An open organ pipe has a fundamental frequency of 300Hz. The first overtone of a closed pipe has the same frequency as the first overtone of an open organ pipe. How long is the closed pipe?
A. \[41.25\,{\text{cm}}\]
B. \[42.3\,{\text{cm}}\]
C. \[49.5\,{\text{cm}}\]
D. \[40.5\,{\text{cm}}\]

Answer 1

Hint: First of all, we will use the expression of the fundamental frequency of the open pipe to find the length of the pipe. Then we will again use the formula of frequency of the first overtone of a closed pipe. We will equate this expression with the expression of frequency of the first overtone of the open pipe. We will manipulate accordingly and obtain the result.

Complete step by step solution:
In the given question, we are supplied the following data:
The fundamental frequency of an open organ pipe is given as \[300\,{\text{Hz}}\] .We are also told that the first overtone of a closed pipe has the same frequency as the first overtone of open organ pipe.We are asked to determine the length of the closed pipe.

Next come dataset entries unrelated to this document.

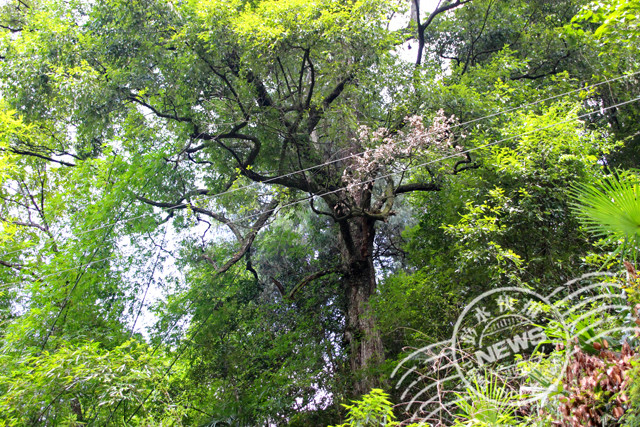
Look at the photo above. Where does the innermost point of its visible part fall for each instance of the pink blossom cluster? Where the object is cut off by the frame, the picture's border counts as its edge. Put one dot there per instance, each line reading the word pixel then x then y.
pixel 392 150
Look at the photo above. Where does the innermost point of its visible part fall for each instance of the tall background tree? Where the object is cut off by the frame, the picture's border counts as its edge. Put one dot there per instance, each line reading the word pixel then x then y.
pixel 259 161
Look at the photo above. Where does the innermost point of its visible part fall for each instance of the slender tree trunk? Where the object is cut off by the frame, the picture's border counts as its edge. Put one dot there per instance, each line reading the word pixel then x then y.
pixel 361 336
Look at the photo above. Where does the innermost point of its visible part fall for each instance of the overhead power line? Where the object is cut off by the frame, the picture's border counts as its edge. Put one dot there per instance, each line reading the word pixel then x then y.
pixel 320 165
pixel 372 180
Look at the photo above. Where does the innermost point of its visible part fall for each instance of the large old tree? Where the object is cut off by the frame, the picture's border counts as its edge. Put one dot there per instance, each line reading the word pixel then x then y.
pixel 259 163
pixel 203 97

To begin with, we will first analyse the situation as given in the question. First, we will try to find the length of the open pipe using the formula which relates fundamental frequency, velocity of the sound and the length of the pipe. After that we will go for the second pipe that is the closed pipe.

Let us proceed to solve the numerical.
For this we will take the velocity of sound in air to be \[330\,{\text{m}}\,{{\text{s}}^{ - 1}}\] .
First of all, we will work on the open pipe.
The formula which relates fundamental frequency, velocity of the sound and the length of the pipe is given below:
\[{n_0} = \dfrac{v}{{2l}}\] …… (1)
Where,
\[{n_0}\] indicates the fundamental frequency of the open organ pipe.
\[v\] indicates the velocity of sound in air.
\[l\] indicates the length of the organ pipe.

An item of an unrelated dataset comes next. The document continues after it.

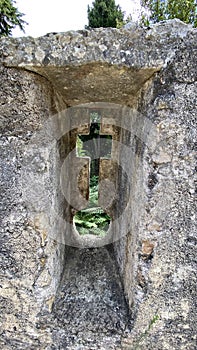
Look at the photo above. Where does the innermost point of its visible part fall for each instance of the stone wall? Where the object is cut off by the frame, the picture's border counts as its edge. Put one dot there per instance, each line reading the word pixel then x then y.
pixel 151 73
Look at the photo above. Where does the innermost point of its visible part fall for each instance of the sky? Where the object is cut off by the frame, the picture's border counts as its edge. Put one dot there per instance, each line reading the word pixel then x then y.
pixel 46 16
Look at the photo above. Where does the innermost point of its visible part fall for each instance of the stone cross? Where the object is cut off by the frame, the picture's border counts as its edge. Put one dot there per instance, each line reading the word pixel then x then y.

Now, we will substitute the required values in the equation (1) and we get:
${n_0} = \dfrac{v}{{2l}} \\
\Rightarrow l = \dfrac{v}{{2{n_0}}} \\
\Rightarrow l = \dfrac{{330}}{{2 \times 300}} \\
\Rightarrow l = \dfrac{{11}}{{20}}\,{\text{m}}$
Therefore, the length of the open organ pipe is found to be \[\dfrac{{11}}{{20}}\,{\text{m}}\] .
Again, we know that the frequency of the first overtone of a closed pipe is given as:
\[n = 3 \times \dfrac{v}{{4l'}}\] …… (2)
Where,
\[n\] indicates the frequency of the first overtone of the closed pipe.
\[v\] indicates the velocity of sound in air.
\[l'\] indicates the length of the closed pipe.

We know the frequency of the first overtone of an open pipe is given as:
\[n' = 2 \times \dfrac{v}{{2l}}\]
Where,
\[n'\] indicates the frequency of the first overtone of the open pipe.
\[v\] indicates the velocity of sound in air.
\[l\] indicates the length of the closed pipe.

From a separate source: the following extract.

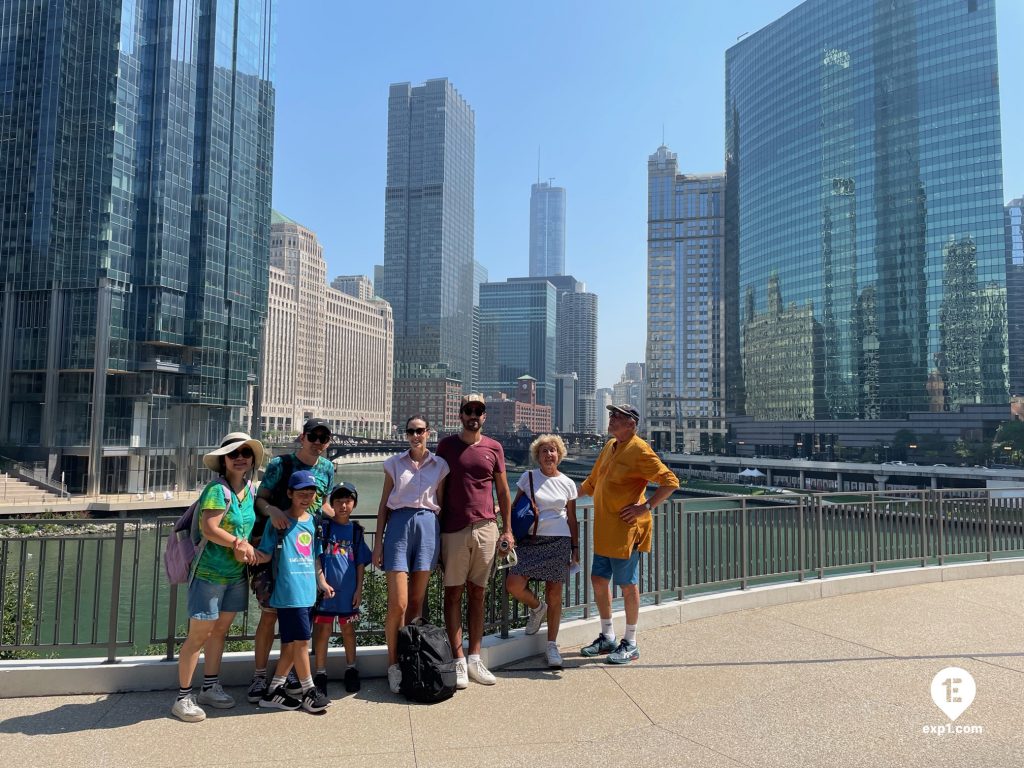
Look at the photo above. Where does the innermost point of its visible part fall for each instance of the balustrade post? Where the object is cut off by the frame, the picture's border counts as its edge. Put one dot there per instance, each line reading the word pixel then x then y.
pixel 112 637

The frequency of the first overtone of an open pipe is equal to the frequency of first overtone of a closed pipe.
Then we can write:
$n' = n \\
\Rightarrow 2 \times \dfrac{v}{{2l}} = 3 \times \dfrac{v}{{4l'}} \\
\Rightarrow \dfrac{v}{l} = \dfrac{{3 \times v}}{{4l'}} \\
\Rightarrow l' = \dfrac{{3 \times l}}{4} \\
\Rightarrow l' = \dfrac{3}{4} \times \dfrac{{11}}{{20}} \\
\Rightarrow l' = 0.4125\,{\text{m}} \\
\therefore l' = 41.25\,{\text{cm}}$

Hence, the length of the closed pipe is \[41.25\,{\text{cm}}\] .The correct option is A.

Note: While solving the problem most of the students tend to make mistakes in finding the correct expressions for the frequency for the first overtone. It is important to remember that in the case of the closed pipe, the first harmonic is represented by a wavelength which is four times the length of the pipe. The frequency of the first overtone is three times the first harmonic.